I also experienced the discrimination that comes with being a Mexican-American. My high schools days were dotted with the occasional ethnic slur; in graduate school there was the constant battle against low expectations (“You’re in the PhD program? Really? Most Mexican-Americans just get masters degrees.”) In California I first got jacked up by the police for being Mexican-American: I was briefly detained and questioned because I fit a vague description of a suspect in a robbery. I was only let go when another cop showed up, looked at me, shook his head and called out, “No, I said I was looking for a big Mexican!” while holding his hands apart at shoulder height. (I was still pretty skinny in grad school.) And over the years I have had to deal with the discomfort of both liberals and conservatives who discovered that even though I often called myself “DAYvid” (as opposed to “daVEED”) and taught math (as opposed to, say, ethnic studies), I still considered myself a Mexican-American and thought that this mattered, particularly when dealing with the concerns of minority students or the prejudices of upper middle class, suburban white students attending a school whose campus was in the middle of a lower class, Black, Puerto-Rican and Dominican neighborhood.

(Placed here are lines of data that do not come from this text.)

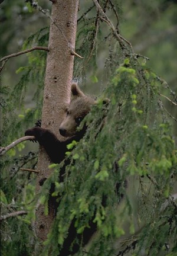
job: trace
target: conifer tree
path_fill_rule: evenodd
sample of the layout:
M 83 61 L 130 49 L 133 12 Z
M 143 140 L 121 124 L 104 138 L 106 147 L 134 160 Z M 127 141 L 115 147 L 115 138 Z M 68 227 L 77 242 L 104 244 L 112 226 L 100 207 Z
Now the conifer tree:
M 176 107 L 175 93 L 148 68 L 148 57 L 135 53 L 122 36 L 119 2 L 93 0 L 85 9 L 80 3 L 75 50 L 77 1 L 52 1 L 51 15 L 26 2 L 30 11 L 50 19 L 50 31 L 41 28 L 24 42 L 22 53 L 30 52 L 28 66 L 18 69 L 22 78 L 9 95 L 7 88 L 1 89 L 2 255 L 175 255 L 177 155 L 171 120 L 176 120 L 163 103 L 166 97 Z M 86 122 L 88 126 L 84 137 L 68 145 L 63 182 L 59 176 L 65 162 L 50 164 L 42 149 L 37 165 L 34 152 L 17 156 L 13 148 L 4 153 L 6 145 L 41 116 L 42 126 L 57 134 L 64 116 L 60 106 L 70 101 L 73 55 L 84 59 L 76 56 L 73 78 L 84 83 L 91 73 L 97 84 L 97 57 L 107 46 L 105 88 L 81 123 L 80 129 Z M 1 59 L 2 71 L 11 57 Z M 25 109 L 32 82 L 37 85 L 36 107 Z M 168 96 L 162 94 L 163 87 Z M 24 143 L 18 144 L 19 151 Z M 39 190 L 43 178 L 47 179 Z M 86 234 L 91 236 L 88 243 Z

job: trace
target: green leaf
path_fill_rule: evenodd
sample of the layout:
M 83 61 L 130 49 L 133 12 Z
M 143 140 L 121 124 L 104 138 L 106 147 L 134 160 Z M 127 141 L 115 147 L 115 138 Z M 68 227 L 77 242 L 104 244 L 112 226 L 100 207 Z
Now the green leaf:
M 1 200 L 0 200 L 1 202 L 4 203 L 5 204 L 8 204 L 8 201 L 7 201 L 6 196 L 5 196 L 4 193 L 3 192 L 3 191 L 1 190 L 0 190 L 0 199 L 1 199 Z
M 99 82 L 97 77 L 95 75 L 90 76 L 91 81 L 93 83 L 96 84 Z

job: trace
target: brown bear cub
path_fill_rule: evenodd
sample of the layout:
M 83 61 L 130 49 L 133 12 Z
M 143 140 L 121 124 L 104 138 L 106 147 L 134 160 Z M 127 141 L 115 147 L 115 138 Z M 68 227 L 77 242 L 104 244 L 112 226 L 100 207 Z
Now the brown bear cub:
M 61 142 L 51 131 L 40 127 L 27 130 L 25 136 L 34 136 L 40 145 L 44 146 L 52 162 L 60 163 L 65 156 L 65 152 L 68 151 L 67 145 L 73 140 L 78 141 L 84 136 L 87 129 L 86 124 L 81 130 L 77 131 L 77 129 L 94 104 L 94 100 L 85 95 L 77 84 L 73 83 L 71 85 L 71 100 L 67 116 L 59 127 L 62 136 L 70 137 Z

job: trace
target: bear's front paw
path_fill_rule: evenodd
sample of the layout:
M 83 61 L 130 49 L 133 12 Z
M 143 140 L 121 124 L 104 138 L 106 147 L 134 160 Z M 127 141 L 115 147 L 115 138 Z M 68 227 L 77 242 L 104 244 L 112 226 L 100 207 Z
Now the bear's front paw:
M 35 137 L 36 133 L 35 133 L 35 131 L 34 130 L 34 129 L 32 128 L 32 129 L 30 129 L 27 130 L 25 133 L 25 136 L 34 136 L 34 137 Z M 30 139 L 30 140 L 32 141 L 32 142 L 37 142 L 37 140 L 35 139 Z

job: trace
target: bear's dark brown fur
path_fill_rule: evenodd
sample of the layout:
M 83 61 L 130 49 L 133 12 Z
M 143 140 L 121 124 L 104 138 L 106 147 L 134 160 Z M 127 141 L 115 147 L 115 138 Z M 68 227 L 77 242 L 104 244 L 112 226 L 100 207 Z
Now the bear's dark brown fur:
M 84 135 L 86 127 L 83 126 L 81 130 L 77 131 L 81 121 L 89 113 L 94 100 L 85 95 L 76 83 L 71 85 L 71 100 L 67 116 L 59 127 L 61 135 L 70 137 L 65 141 L 59 140 L 50 130 L 40 127 L 27 130 L 26 136 L 34 136 L 35 140 L 43 146 L 52 162 L 60 163 L 65 156 L 67 145 L 73 140 L 78 141 Z

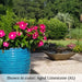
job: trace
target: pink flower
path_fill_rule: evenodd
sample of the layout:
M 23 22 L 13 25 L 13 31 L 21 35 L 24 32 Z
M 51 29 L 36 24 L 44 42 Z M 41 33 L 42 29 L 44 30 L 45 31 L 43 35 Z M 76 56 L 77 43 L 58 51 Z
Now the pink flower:
M 9 38 L 14 39 L 16 37 L 16 32 L 9 33 Z
M 35 33 L 33 34 L 33 39 L 36 39 L 37 37 L 38 37 L 38 33 L 35 32 Z
M 39 27 L 40 27 L 42 30 L 45 30 L 45 28 L 46 28 L 46 26 L 45 26 L 44 24 L 40 24 Z
M 22 22 L 17 22 L 16 25 L 20 25 L 21 30 L 25 30 L 26 25 L 28 25 L 28 24 L 22 21 Z
M 67 45 L 67 47 L 73 49 L 75 47 L 75 44 L 70 43 L 70 45 Z
M 39 30 L 42 33 L 45 33 L 46 32 L 46 30 Z
M 0 30 L 0 37 L 3 37 L 3 36 L 5 36 L 5 33 L 4 31 Z
M 22 32 L 16 32 L 16 35 L 17 35 L 17 36 L 21 36 L 21 35 L 22 35 Z
M 31 37 L 31 35 L 30 34 L 26 34 L 28 37 Z
M 44 40 L 47 40 L 47 37 L 46 36 L 44 36 Z
M 34 27 L 33 27 L 33 30 L 35 30 L 35 31 L 37 31 L 37 28 L 38 28 L 37 26 L 34 26 Z
M 27 32 L 32 32 L 32 28 L 28 28 L 28 27 L 27 27 L 27 30 L 26 30 L 26 31 L 27 31 Z
M 8 42 L 3 42 L 3 46 L 4 47 L 9 47 L 9 43 Z
M 44 45 L 44 43 L 43 43 L 43 40 L 40 40 L 39 43 L 38 43 L 38 47 L 40 47 L 40 46 L 43 46 Z

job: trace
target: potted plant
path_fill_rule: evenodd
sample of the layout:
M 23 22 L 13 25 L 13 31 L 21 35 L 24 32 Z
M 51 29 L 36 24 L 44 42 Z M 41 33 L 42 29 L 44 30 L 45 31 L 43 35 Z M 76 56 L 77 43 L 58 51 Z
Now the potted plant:
M 45 31 L 44 24 L 28 27 L 28 23 L 24 21 L 14 24 L 9 34 L 0 30 L 0 74 L 28 73 L 31 45 L 43 46 Z
M 71 56 L 75 55 L 72 49 L 75 47 L 74 44 L 69 44 L 66 47 L 57 47 L 54 51 L 45 51 L 45 54 L 52 60 L 66 60 Z

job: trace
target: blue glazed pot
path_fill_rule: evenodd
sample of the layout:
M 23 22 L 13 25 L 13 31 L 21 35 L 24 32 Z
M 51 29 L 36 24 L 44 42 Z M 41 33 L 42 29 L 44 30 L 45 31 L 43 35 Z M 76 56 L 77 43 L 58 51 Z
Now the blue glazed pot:
M 30 73 L 31 56 L 27 48 L 0 49 L 0 74 Z

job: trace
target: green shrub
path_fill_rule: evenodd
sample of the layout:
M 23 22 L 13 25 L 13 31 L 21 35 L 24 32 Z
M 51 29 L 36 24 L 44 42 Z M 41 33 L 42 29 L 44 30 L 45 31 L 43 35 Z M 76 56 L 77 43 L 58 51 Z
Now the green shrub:
M 0 16 L 0 30 L 3 30 L 5 34 L 9 34 L 12 31 L 12 25 L 16 21 L 16 15 L 12 11 L 7 10 L 7 14 Z
M 73 48 L 73 51 L 75 51 L 75 52 L 82 52 L 82 46 L 81 46 L 81 45 L 77 45 L 77 46 Z
M 68 35 L 71 38 L 82 38 L 82 28 L 72 28 Z
M 51 39 L 63 38 L 68 32 L 66 23 L 62 23 L 57 19 L 39 20 L 38 24 L 40 23 L 46 25 L 46 36 Z

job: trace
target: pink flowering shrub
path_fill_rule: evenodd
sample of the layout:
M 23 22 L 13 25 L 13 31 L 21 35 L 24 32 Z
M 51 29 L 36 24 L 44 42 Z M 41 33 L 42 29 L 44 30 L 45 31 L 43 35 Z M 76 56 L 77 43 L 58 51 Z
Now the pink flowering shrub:
M 73 48 L 75 47 L 75 44 L 70 43 L 69 45 L 67 45 L 67 47 L 68 47 L 69 49 L 73 49 Z
M 28 26 L 28 23 L 21 21 L 16 22 L 12 27 L 12 32 L 5 34 L 0 30 L 0 48 L 11 47 L 28 47 L 35 44 L 37 47 L 44 45 L 43 40 L 47 40 L 45 36 L 46 26 L 44 24 L 37 26 Z

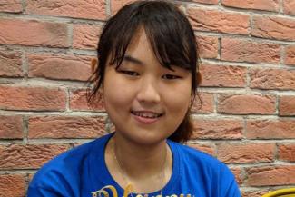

At the end of this journey, or more precisely, at this stage in the journey, I now find myself on the edges of a Catholic community of Mexican-Americans among whom I feel at home. But, at the same time, I am in exile when I am among them. I am not part of this community: despite our common faith and heritage, I really have very little in common with them. I can see past these differences to a deeper commonality, a communion of identity. But it is clear that they do not see me as a Mexicano. I speak to them in (my admittedly bad) Spanish; they respond in English (which is often as bad as my Spanish). I think I am seen as a gringo, which is rather unsettling: growing up, other people were gringos. (Heaven forefend that they think of me as a gabacho!)
I want to be clear: much of this is occurring as a psycho-drama in my own head. I was not silly enough to expect them to run out and embrace me, shouting “Hermano!” just because I showed up at a few of their events. And the language barrier is a significant one: such practice as I have had with Spanish for the past two decades has been in Spain, and what Churchill said of the US and Great Britain is equally true of Mexico and Spain: the one thing separating them is their common language. Moreover, I have certainly bonded with the one other Mexican-American on the faculty at UA. But there remains this unsettling sense of loss, of exile, even as I experience something I can only describe as coming home. I think I now understand something Ursula LeGuin said in her great novel, The Dispossessed:
You can go home again…so long as you understand that home is a place where you have never been.